Fidel V. Agcaoili Chairperson, NDFP Negotiating Panel Press Statement | March 23, 2019 https://goo.gl/x2zrxx
For the information of Gen. Galvez and the Armed Forces of the Philippines, it is not a crime to participate in peace negotiations and to possess a document of identification or safe conduct pass in order to do so.
The Joint Agreement on Safety and Immunity Guarantees (JASIG) mandates the two Parties to issue documents of identification or safe conduct passes to negotiators, consultants, staffers, security and other personnel to enable the Parties to hold peace negotiations and forge comprehensive agreements on human rights and international humanitarian law, social and economic reforms, political and constitutional reforms, and end of hostilities and disposition of forces in order to pave the way for a just and lasting peace in the country.
Except for the negotiators who are appointed by the respective principals of the Parties, the consultants, staffers, security and other personnel in the peace negotiations are chosen for their experience and expertise in the fields of economics, politics, law and human rights – both international and domestic, – military, etc., as well as their capability to consult with concerned communities and organizations on matters pertinent to the peace negotiations to move these forward.
In any legal and judicial system, criminal offenses are defined in law, codified and enriched in jurisprudence.

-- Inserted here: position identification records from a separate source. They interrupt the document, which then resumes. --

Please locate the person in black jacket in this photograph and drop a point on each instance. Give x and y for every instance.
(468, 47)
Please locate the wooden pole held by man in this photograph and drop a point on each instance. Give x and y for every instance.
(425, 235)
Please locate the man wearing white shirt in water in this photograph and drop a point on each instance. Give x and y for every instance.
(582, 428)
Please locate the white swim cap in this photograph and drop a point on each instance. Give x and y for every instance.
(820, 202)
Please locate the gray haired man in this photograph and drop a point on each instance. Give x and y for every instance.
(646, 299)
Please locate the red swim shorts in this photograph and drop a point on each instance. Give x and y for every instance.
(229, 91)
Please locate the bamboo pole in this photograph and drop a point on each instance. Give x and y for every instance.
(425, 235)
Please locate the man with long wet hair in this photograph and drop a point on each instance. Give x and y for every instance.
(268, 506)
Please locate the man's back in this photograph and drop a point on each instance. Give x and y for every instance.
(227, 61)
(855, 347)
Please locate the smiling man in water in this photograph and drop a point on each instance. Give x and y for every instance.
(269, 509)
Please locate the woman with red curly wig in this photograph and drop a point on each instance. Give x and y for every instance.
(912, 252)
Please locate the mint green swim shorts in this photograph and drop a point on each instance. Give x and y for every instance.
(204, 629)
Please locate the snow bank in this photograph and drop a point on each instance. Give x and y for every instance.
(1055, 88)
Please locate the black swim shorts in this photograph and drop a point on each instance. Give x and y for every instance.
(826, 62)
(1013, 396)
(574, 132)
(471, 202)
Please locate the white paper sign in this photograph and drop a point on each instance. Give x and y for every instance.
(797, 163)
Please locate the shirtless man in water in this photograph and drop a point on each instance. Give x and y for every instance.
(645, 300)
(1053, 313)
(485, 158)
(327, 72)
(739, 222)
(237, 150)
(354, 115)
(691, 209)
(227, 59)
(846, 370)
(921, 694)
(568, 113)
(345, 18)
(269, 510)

Under the laws of the Government of the Republic of the Philippines (GRP), there is no crime attached to participation in peace negotiations or being holders of documents of identification or safe conduct passes.
Mr. Renante Gamara is protected from arrest under the JASIG as a publicly known consultant of the NDFP for political and constitutional reforms. Even under GRP laws, he could not be the subject of arrest because there is no warrant against him and he has an outstanding bail on the case with which he is charged. But his arresting unit resorted to the usual ploy of planting evidence in order to charge him with the trumped up offense of illegal possession of firearms and explosives, as in the cases of NDFP consultants Edilberto Silva, Vic Ladlad and Rey Claro Casambre.
On the other hand, Fr. Art Balagat is a priest who was based abroad for a long time and had recently returned to the Philippines to retire in the Diocese of Imus, Cavite. He is neither a participant nor a holder of document of identification or safe conduct pass in the peace negotiations. But he was during the time of the Marcos dictatorship, the spokesperson of the Justice for Aquino, Justice for All (JAJA) movement. His arrest smacks of the regime’s irrational and unrelenting assault and persecution of church people.
The militarists in the GRP’s security cluster are fond of ignoring and violating their own laws, more so today under an enabling commander-in-chief whose apparent preferred solution to the nation’s problems is to intimidate, terrorize, jail or kill his opponents, suspected drug users from the poor, peasant activists, trade unionists, lawyers and human rights defenders. But there is a limit to his threatening speeches, brutal ways, corrupt practices, and treasonous policies. It will soon be reached.